PowerLAN chase ASX dreams

PowerLAN is set to become one of the first IT resellers to have successfully evolved into a services-dominated business and list on the Australian Stock Exchange.

The company's CEO confirmed last week the company is waiting for final approval of its IPO [Initial Public Offering] as part of its aggressive push to become an international IT channel services company.

News of PowerLAN's IPO considerations follow the recent appointment of former NSW Premier Neville Wran to the company board.

Wran meets with PowerLAN on a weekly basis to provide advice on legal requirements, compliancy issues and help set strategic objectives.

However, Theo Baker, PowerLAN's CEO, remains cautious about the IPO plans.

"Until we get a sign-off on the prospectus [from the ASX] and get an underwriting agreement it could all fall apart," he said.

The move underscores what Baker believes is a bright future for resellers in services-based businesses.
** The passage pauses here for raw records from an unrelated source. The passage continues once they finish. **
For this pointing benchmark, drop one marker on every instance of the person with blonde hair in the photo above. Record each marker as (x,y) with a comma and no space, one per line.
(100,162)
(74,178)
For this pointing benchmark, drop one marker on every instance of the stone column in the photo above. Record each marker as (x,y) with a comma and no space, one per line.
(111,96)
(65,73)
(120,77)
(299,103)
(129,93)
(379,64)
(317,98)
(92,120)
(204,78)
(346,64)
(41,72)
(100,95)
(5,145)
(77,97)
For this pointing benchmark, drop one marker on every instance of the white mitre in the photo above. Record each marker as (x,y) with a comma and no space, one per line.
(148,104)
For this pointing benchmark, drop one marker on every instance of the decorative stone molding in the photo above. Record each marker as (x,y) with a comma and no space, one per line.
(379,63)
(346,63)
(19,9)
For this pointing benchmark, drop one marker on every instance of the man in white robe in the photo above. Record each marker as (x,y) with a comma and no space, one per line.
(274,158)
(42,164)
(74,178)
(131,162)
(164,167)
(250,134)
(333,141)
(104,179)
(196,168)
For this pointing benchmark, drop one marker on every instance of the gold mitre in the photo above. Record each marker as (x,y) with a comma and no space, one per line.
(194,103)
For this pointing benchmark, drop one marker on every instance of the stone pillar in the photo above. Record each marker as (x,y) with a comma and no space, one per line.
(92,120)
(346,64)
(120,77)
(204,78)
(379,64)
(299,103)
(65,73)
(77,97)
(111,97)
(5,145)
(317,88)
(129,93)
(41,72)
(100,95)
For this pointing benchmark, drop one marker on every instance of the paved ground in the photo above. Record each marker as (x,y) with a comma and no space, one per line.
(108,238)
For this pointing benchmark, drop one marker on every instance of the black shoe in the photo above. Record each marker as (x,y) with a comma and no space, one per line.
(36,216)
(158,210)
Resellers need to transition their business away from product, he said.

The services component of PowerLAN's business now accounts for more than 60 per cent of revenues, after moving out of the product-only business over two years ago.

"I certainly don't categorise ourselves as a reseller," Baker said.

Baker believes the company's segmentation into separate e-commerce, procurement, training, IT career, support and outtasking services is one of the reasons why it retains strong growth prospects.

"We anticipate we will be just a touch under $100 million in revenues by the end of the financial year 2000," he said.

Part of the company's growth plans also includes the creation of its online shop at company is currently directing existing customers to use the site before marketing it to potential customers.

Meanwhile, Baker offered some advice to growing number of vendors moving to direct selling.

"I think the vendors have underestimated the demand customers put on resellers," he explained.

Baker believes too many vendors still want to walk into a customer's office, sign the deal and walk away.

"I think they will be in for a rude shock when it comes to managing those relationships," he said.